Here is Shuli Ren writing for Barron’s Asia:
Sony Corp. (6758.Japan/SNE) can double its operating profit for this fiscal year ending next March to 500 billion yen (from JPY253 billion for the current fiscal year), according to Macquarie Research.
But 2017 won’t be the peak year for Sony. Analyst Damian Thong forecasts Sony’s profit will grow a further 13% in 2018 to an all-time high of JPY565.6 billion for the fiscal year ending March, 2019.
Thong identifies three catalysts: image sensors, game & network services, and most importantly, fewer write-downs. Sony wrote down $1 billion (JPY112 billion) on its Sony Pictures division in January (See chart).
Oh ok. So just grow their image sensor business and make sure no natural disasters happen or no big clients shift to another company. Keep selling more PlayStation products and plan on Microsoft not challenging anything and the easiest of them all, make sure no more write-downs which means no more divisions experiencing huge losses. Damn. Why didn’t Sony think of this?
More from Thong:
We are more bullish on image sensors. We have raised our FY3/18 CMOS image sensor OP estimate for to ¥85bn from ¥65bn on the back of 12% sales growth, and see room for upside. We believe Sony’s new 3-layer stacked sensor – deployed Sony’s Xperia XZ Premium and XZs smartphones unveiled at MWC – reinforces their technological lead.
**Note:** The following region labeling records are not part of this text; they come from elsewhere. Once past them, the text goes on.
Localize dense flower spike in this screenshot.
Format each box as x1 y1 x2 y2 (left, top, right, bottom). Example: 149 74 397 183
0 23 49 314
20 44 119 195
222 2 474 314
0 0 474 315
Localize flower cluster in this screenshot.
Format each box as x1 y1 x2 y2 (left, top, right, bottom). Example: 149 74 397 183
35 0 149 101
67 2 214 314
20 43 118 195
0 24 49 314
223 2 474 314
The new sensor will provide for up to 1,000 frames/sec image capture and “super slow motion” capability.
We see sustained profit growth in Game & Network Services. We forecast OP growth from ¥140bn in FY3/17 to ¥180bn in FY3/18, driven by expanding software sales and profits. A rising digital ratio and a higher mix of first-party titles will help margins – Horizon Zero Dawn, which launched on 28 Feb, looks to have had a good start with a Metacritic score of 88. While we have tempered expectations to account for rivalry with Microsoft/Xbox and PC gaming, we note that the success of PS VR (which has reached 915K units sold) highlights the health of the ecosystem. We expect Sony to launch a >10 TFLOPS ‘PS5’ in 2H18 to secure the installed base.
Fast turnaround in Pictures is unlikely, but we see improvement: We estimate OP of just ¥40bn in FY3/18 and ¥45bn in FY3/19, even with Spider-Man: Homecoming in July. Sony’s theatrical film business is still challenged by a lack of strong franchises, and faces a no-growth US box office. On the plus side, Sony’s film slate revamp continues, and the alliance with Dalian Wanda may be expanded to drive better access to the China market.
I should point out that none of Thong’s predictions are wrong in that Sony is such a large company in regards to how many products they offer and the sheer number of markets and categories they participate in that if any singular product from them gained traction, Sony’s bottom line would dramatically shift. Part of that is because that bar is currently set so low with only the gaming division out of Sony making any real money and even that can greatly fluctuate. But beyond that, all of his predictions are meaningless because that’s to assume everything fires off without a hitch and nothing in the market changes.
If I had to take a guess, I’d say Thong or his investment firm owns a ton of Sony stock.